「MEGASTAR」開発者、大平貴之氏に聞く!

おすすめのプラネタリウム施設5選

2014.09.26 FRI


2011年3月にリニューアルした名古屋市科学館のプラネタリウム。毎月テーマを変え、季節の星や様々な天文学の話題を取り上げる
9月23日まで東京ビッグサイトで開催していた「SPACE EXPO 宇宙博 2014 NASA・JAXAの挑戦」や東京ドームシティにオープンした「TeNQ」など、最近「宇宙」に関するイベントや施設がアツイ。

そんな宇宙ブームの中で見直されているのが、ゆったりと星空を眺められる「プラネタリム」だ。千葉県立現代産業科学館で12Kドーム映像による世界最高画質のプラネタリウムの上映が行われたり(期間限定で現在は終了)、五藤光学研究所が恒星9500個の固有の色を再現するプラネタリウムを開発したりと、日本各地で盛り上がりを見せている。

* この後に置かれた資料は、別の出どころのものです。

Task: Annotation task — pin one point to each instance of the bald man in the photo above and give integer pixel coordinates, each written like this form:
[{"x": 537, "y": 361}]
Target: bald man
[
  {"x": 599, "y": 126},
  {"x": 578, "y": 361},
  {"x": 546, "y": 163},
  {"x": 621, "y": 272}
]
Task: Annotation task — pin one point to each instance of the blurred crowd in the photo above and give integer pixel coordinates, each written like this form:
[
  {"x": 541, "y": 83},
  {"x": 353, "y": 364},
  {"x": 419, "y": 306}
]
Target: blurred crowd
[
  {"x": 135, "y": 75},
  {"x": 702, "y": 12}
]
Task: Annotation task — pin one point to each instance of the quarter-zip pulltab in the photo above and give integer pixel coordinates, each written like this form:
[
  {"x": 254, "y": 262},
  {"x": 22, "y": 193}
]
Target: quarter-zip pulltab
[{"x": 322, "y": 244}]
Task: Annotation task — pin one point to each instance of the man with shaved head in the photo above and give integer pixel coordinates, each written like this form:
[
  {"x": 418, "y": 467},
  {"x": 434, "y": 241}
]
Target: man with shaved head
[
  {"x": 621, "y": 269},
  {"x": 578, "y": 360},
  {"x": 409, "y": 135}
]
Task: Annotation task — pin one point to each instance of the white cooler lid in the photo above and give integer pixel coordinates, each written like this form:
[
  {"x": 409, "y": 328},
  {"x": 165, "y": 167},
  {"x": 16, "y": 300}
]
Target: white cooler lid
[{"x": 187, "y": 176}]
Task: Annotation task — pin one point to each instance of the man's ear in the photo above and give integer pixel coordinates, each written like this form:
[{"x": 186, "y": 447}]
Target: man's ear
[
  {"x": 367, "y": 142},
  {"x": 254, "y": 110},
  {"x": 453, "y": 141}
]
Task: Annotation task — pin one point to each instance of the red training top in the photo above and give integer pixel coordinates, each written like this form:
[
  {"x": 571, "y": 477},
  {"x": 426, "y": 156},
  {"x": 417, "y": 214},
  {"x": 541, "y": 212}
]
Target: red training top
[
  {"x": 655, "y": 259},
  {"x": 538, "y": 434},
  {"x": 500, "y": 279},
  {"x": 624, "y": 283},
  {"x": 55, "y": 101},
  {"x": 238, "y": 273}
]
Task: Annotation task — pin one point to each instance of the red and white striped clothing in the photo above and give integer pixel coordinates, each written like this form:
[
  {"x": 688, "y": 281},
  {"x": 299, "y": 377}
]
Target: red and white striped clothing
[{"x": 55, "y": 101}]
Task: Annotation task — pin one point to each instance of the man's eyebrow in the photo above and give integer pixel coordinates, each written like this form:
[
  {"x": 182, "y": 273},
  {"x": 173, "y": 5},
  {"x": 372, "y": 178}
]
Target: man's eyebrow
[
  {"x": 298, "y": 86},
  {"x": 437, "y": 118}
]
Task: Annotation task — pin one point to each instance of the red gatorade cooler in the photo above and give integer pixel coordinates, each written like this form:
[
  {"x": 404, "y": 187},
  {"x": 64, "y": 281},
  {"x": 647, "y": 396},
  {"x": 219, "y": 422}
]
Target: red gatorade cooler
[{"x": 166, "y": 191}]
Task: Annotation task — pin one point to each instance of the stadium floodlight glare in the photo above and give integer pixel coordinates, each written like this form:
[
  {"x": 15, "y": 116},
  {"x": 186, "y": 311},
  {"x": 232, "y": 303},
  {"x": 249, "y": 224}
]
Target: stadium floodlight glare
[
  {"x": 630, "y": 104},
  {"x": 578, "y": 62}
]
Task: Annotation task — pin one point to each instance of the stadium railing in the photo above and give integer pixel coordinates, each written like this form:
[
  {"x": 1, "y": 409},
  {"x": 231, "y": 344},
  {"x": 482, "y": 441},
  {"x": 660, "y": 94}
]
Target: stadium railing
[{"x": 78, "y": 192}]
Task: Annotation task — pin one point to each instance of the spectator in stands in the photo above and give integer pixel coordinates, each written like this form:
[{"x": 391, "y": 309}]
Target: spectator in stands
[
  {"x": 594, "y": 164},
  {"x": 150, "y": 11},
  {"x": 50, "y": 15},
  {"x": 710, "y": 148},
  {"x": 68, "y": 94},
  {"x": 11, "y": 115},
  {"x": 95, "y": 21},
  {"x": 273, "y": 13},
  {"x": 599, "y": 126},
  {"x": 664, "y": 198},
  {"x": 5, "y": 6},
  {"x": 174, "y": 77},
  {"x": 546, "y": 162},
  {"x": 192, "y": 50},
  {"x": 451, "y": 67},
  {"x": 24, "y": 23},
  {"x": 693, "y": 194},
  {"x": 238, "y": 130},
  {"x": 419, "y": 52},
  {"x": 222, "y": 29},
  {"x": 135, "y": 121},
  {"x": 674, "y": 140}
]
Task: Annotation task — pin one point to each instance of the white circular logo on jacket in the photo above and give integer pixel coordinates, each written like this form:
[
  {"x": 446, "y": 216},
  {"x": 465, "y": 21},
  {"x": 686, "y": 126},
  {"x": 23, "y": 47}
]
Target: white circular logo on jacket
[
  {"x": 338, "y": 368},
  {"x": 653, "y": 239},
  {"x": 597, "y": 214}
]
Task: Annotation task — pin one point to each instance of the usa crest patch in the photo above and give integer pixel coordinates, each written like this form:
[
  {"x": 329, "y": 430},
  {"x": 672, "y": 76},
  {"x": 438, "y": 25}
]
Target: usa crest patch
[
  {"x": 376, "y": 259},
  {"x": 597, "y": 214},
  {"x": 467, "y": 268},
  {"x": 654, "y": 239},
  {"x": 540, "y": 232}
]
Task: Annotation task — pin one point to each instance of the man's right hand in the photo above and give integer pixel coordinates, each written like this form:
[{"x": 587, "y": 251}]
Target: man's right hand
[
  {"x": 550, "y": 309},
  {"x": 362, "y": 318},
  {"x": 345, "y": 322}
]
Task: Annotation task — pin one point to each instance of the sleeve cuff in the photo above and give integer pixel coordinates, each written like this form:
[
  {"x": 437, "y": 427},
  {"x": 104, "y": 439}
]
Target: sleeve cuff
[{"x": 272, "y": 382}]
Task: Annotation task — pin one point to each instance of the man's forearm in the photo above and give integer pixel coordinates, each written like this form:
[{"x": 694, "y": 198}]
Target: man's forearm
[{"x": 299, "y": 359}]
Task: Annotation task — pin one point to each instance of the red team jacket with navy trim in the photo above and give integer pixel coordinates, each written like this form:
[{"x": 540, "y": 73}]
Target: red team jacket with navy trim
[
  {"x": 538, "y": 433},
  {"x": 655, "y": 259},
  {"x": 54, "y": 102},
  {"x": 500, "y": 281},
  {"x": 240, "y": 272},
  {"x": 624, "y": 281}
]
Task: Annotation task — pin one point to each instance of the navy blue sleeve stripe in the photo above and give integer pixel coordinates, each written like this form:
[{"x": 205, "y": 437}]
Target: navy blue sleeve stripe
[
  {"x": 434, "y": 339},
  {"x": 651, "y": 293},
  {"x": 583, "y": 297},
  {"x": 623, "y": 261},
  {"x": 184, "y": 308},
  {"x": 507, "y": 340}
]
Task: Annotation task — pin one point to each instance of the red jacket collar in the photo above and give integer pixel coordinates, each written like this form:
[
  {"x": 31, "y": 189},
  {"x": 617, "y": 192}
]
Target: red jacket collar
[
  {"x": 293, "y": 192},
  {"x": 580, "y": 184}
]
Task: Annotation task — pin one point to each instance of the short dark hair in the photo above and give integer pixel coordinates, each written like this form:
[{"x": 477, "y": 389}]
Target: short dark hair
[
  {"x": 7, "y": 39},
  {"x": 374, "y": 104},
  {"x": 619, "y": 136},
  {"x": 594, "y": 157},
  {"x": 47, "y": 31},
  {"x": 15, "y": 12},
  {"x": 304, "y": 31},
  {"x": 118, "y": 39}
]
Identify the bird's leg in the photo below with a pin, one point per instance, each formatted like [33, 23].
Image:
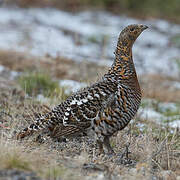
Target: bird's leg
[108, 146]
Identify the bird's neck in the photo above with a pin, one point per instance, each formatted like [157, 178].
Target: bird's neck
[123, 65]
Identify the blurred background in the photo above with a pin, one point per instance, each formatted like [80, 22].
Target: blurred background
[52, 48]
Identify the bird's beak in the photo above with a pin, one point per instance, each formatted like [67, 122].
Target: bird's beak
[144, 27]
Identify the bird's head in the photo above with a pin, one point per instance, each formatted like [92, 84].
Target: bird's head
[129, 34]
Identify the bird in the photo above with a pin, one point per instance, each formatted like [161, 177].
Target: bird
[103, 108]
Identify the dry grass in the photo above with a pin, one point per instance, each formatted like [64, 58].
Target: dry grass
[154, 149]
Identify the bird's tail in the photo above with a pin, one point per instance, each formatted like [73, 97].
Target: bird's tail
[39, 124]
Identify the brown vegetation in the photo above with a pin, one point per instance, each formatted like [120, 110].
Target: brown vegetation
[153, 151]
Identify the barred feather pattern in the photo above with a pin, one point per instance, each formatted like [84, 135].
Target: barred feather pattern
[103, 108]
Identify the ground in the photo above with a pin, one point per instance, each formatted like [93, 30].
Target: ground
[153, 147]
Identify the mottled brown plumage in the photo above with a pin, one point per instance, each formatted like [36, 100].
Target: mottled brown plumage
[103, 108]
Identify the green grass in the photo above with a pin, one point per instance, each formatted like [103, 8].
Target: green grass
[35, 83]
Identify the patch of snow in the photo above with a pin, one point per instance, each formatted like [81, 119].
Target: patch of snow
[148, 113]
[175, 123]
[42, 31]
[71, 86]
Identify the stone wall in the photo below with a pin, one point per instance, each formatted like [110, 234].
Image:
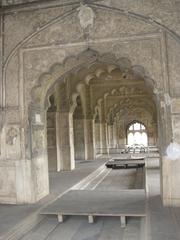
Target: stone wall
[39, 46]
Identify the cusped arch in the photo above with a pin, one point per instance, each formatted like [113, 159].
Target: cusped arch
[88, 60]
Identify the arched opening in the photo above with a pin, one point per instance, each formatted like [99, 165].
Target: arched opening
[137, 134]
[78, 128]
[51, 135]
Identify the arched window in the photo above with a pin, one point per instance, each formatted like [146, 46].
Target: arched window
[137, 134]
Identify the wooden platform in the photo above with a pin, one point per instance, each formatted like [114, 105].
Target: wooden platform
[99, 203]
[125, 163]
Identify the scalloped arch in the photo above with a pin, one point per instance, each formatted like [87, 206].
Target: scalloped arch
[88, 65]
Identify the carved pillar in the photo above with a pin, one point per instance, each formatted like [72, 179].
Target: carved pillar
[65, 141]
[115, 134]
[89, 139]
[64, 131]
[104, 138]
[88, 126]
[97, 134]
[110, 136]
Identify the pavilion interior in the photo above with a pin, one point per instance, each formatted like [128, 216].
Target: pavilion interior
[83, 83]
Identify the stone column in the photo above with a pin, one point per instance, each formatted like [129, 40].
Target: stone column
[110, 136]
[115, 135]
[171, 168]
[89, 139]
[79, 151]
[97, 134]
[65, 141]
[104, 138]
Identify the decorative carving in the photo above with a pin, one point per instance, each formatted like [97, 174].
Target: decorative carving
[86, 16]
[11, 136]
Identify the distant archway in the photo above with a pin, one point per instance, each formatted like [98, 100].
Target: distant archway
[137, 134]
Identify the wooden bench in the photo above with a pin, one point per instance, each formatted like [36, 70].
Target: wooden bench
[125, 203]
[125, 163]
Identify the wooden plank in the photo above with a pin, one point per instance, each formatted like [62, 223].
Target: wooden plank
[99, 203]
[123, 221]
[90, 218]
[60, 218]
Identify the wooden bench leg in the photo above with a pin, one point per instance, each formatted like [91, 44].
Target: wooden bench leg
[60, 218]
[123, 221]
[90, 218]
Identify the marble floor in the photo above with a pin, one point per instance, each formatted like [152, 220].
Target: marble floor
[161, 223]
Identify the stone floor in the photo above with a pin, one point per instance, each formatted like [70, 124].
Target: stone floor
[161, 223]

せっかく観るなら見ごたえのある場所で鑑賞したいもの。そこで、プラネタリウム製作の第一人者で「MEGASTAR」シリーズの開発者でもある大平貴之さんにおすすめの国内施設を聞いた。

●1位 名古屋市科学館(愛知県)
「世界最大となる直径35mのドームに、『ユニバーサリウムIX型』が映し出す星空の魅力は、針で突いたようなリアルな鋭い星像。肉眼で見られる9100個の恒星の正確な位置と明るさ、日々の惑星の動き、月の満ち欠けなどを忠実に再現しています。高クオリティの映像と充実の生解説は、総合力で国内ナンバーワンですね」

●2位 日立シビックセンター(茨城県)
「大型館向けプラネタリウム『MEGASTAR-IIA』と日欧共同開発のデジタルプラネタリウム『UNIVIEW』との連動機能を駆使したプラネタリウム。両システムの特長を最大限に活用し、学芸員のオリジナル作品を上映しているのが特長です。抒情的なものあり、前衛的なものありの数々のプログラムは、他では味わえない魅力です」

●3位 かわさき宙と緑の科学館 サイエンスプリン(神奈川県)
「僕が子どもの頃に通っていた施設で、プラネタリウム開発の夢を膨らませた原点。最新鋭機『MEGASTAR-III FUSION』によって、リアルな星空を投影しています。月に2回上映している世界最新鋭の投影技術を使ったFUSION特別プログラムは、これまでのプラネタリウムでは表現できなかった風景と星空の融合を体験できます。学芸員によるこだわりの生解説も魅力です」

●4位 明石市立天文科学館(兵庫県)
「現在活躍しているプラネタリウムとしては日本で最も古い、カール・ツァイス・イエナ社(当時は東ドイツ)製のプラネタリウムが特徴。来館者の反応に合わせ、ベテラン解説員が投影機を手動で操作しながら星空を案内しています。昔懐かしい雰囲気の投影機が映し出す星空のもと、語りかけるような生解説に、きっと心が癒されるはず」

●5位 葛飾区郷土と天文の博物館(東京都)
「世界有数の機能を備えたデジタルプラネタリウム『スカイマックスDS2-R2』を導入しています。この施設のすごいところは、学芸員が創意工夫を詰め込んだオリジナル番組を企画・制作して上映し続けているところ。各プログラムに根強いファンがいます」

さらに、大平さんによれば、海外にも革新的なプラネタリウムがあるという。

「アメリカ・ニューヨークにある『ヘイデン・プラネタリウム』は、デジタルプラネタリウムに革命を起こした施設です。2000年にリニューアルオープンした際に上映された『Passport to the Universe(宇宙へのパスポート)』は、これまでのプラネタリウムの常識を覆す3次元の壮大な宇宙飛行を再現し、観客の度肝を抜きました。また、エストニア・タルトゥの『アハー・サイエンス・センター』にある世界初の光学式360度全天球プラネタリウムは、透明な強化ガラスで作られた床の下にまで星空とデジタル映像を投影。まるで宇宙空間に浮かんでいるような感覚を味わえます」

まずは国内のおすすめ施設をめぐり、ゆくゆくは海外のプラネタリウムを体験する旅をしてみたい!